From the 16th to the 20th century, urban farmers in Europe grew Mediterranean fruits and vegetables as far north as England and the Netherlands. They grew these crops by planting them next to massive “fruit walls,” which stored the heat from the sun and released it at night, creating a microclimate that could increase the temperature near the walls by up to 22 degrees Fahrenheit as compared to the surrounding area. Later, greenhouses built against the fruit walls further improved yields by capturing and storing energy from the sun even more effectively.

It was only at the very end of the 19th century that the greenhouse turned into a fully glazed and artificially heated building. Modern glass greenhouses require massive inputs of energy for heating, especially because they’re often located in temperate climates with cold winters, plus many require artificial lighting and humidity control. Heating a building that’s entirely made of glass is very energy-intensive because glass has a limited insulation value. Even if it’s triple-glazed, glass loses much more heat than an insulated wall.

Fruit Wall Technology

The design of the modern greenhouse is strikingly different than the technology it evolved from. Initially, the quest to produce warm-weather crops in temperate regions  (and to extend the growing season of local crops) didn’t involve any glass at all. In 1561 (during the apex of the so-called Little Ice Age, a period of exceptional cold in Europe that lasted from about 1300 to 1850), Swiss botanist Conrad Gesner described the effect of sun-heated walls on the ripening of figs and currants, which matured faster than when they were planted farther from the wall.

Gesner’s observation led to the emergence of fruit walls in Northwestern Europe. By planting fruit trees close to these specially built walls with high thermal mass and southern exposure, a microclimate was created that allowed the cultivation of Mediterranean fruits in temperate climates. The French quickly started to refine the technology by pruning the branches of fruit trees so they could be attached to a wooden frame on the wall. This practice, known as “espalier,” allowed them to optimize the use of available space and to further improve upon the growing conditions.

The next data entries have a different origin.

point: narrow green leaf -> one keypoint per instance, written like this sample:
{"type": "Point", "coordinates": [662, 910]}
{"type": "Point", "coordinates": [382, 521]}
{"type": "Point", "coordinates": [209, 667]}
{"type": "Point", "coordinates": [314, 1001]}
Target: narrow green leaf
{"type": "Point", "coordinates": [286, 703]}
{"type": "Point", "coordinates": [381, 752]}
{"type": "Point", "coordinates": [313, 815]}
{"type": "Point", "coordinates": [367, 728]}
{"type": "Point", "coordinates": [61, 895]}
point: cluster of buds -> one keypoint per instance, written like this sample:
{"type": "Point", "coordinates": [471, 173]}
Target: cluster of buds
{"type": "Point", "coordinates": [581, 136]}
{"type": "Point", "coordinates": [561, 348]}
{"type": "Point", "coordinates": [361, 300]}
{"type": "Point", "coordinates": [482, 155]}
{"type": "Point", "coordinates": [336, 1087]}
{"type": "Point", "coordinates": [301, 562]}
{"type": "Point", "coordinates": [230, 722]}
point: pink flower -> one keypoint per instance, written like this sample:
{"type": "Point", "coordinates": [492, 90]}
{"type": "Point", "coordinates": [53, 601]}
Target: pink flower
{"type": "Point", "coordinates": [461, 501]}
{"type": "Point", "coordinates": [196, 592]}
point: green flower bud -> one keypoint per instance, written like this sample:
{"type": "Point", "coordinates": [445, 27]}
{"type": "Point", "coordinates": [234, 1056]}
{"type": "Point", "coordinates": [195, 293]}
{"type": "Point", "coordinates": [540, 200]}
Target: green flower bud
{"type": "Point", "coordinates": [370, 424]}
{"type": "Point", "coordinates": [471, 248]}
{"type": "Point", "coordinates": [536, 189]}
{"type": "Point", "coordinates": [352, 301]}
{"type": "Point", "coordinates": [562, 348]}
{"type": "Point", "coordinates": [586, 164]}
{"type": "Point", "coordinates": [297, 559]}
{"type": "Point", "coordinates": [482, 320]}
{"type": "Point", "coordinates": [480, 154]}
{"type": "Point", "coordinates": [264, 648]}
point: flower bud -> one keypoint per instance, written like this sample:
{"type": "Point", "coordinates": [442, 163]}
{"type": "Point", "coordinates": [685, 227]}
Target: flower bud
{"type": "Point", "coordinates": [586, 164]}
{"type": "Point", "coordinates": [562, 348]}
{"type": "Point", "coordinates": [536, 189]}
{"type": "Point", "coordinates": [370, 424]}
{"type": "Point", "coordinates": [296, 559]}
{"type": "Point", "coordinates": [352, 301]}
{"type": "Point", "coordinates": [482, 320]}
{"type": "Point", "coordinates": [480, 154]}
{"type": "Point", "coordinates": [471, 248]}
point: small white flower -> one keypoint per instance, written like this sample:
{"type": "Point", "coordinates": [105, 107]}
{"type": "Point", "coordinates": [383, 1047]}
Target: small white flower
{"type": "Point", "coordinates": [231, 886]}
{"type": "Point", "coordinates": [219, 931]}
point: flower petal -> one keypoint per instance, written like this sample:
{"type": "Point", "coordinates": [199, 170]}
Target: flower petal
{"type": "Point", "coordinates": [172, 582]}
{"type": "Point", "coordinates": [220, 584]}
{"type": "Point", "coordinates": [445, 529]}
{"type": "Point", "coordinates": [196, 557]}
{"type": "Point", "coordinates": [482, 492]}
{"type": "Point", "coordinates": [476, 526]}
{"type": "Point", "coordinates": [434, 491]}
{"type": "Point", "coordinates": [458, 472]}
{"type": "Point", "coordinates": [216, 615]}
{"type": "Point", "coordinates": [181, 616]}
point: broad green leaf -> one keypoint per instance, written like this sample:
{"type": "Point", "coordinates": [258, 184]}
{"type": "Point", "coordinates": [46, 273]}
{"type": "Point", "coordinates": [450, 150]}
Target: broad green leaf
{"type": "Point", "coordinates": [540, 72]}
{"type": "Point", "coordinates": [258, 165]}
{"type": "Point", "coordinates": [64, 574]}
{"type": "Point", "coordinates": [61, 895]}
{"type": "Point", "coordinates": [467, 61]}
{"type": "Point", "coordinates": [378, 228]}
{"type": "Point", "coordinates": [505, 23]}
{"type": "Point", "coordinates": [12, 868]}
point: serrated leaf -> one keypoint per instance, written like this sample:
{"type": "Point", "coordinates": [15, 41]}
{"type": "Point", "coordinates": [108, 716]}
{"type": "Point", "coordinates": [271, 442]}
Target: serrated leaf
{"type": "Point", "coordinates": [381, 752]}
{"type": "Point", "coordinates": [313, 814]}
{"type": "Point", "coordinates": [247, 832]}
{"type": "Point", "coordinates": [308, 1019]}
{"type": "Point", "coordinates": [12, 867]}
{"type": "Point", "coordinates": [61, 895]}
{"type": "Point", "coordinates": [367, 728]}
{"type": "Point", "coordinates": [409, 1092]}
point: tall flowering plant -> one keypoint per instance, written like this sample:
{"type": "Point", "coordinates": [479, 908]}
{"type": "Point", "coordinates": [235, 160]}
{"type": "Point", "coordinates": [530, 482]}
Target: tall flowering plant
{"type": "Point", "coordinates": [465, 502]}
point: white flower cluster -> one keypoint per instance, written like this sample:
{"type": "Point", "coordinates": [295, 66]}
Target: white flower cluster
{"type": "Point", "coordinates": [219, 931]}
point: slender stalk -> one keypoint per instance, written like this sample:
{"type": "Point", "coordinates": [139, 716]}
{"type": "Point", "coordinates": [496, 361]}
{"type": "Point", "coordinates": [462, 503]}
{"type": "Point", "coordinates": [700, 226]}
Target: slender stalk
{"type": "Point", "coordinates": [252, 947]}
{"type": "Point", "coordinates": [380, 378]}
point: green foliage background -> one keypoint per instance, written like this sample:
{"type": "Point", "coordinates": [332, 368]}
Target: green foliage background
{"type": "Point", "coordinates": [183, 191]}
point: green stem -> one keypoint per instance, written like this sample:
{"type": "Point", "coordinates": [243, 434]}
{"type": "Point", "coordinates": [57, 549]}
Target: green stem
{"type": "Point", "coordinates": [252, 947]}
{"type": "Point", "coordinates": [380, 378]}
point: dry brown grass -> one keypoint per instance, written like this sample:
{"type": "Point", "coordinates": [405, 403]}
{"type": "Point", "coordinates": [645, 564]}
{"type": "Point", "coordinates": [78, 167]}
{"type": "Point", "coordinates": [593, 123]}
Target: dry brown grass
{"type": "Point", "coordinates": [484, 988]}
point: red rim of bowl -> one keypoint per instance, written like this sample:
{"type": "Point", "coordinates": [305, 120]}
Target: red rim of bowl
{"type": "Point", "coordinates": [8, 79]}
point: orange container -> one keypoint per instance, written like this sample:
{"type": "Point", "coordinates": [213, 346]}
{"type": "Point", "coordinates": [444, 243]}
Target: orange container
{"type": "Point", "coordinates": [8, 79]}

These fruit walls reflected sunlight during the day. They also absorbed solar energy, which was then slowly released as heat during the night, preventing frost damage. Consequently, a warmer microclimate was created on the southern side of the wall. Fruit walls also protected crops from cold northern winds, and protruding roof tiles or wooden canopies were sometimes used to shield the fruit trees from heavy rain, hail, and bird droppings.

Peach Walls in Paris

Initially, fruit walls appeared in the gardens of the wealthy, such as at the Palace of Versailles in France. However, some French regions later developed an urban farming industry based on fruit walls. The most spectacular example was Montreuil, a suburb of Paris, where peaches were grown on a massive scale. Montreuil had more than 370 miles of fruit walls by the 1870s when the industry reached its peak. The 740-acre maze of jumbled-up walls was so confusing for outsiders that the Prussian army went around Montreuil during the Siege of Paris in 1870.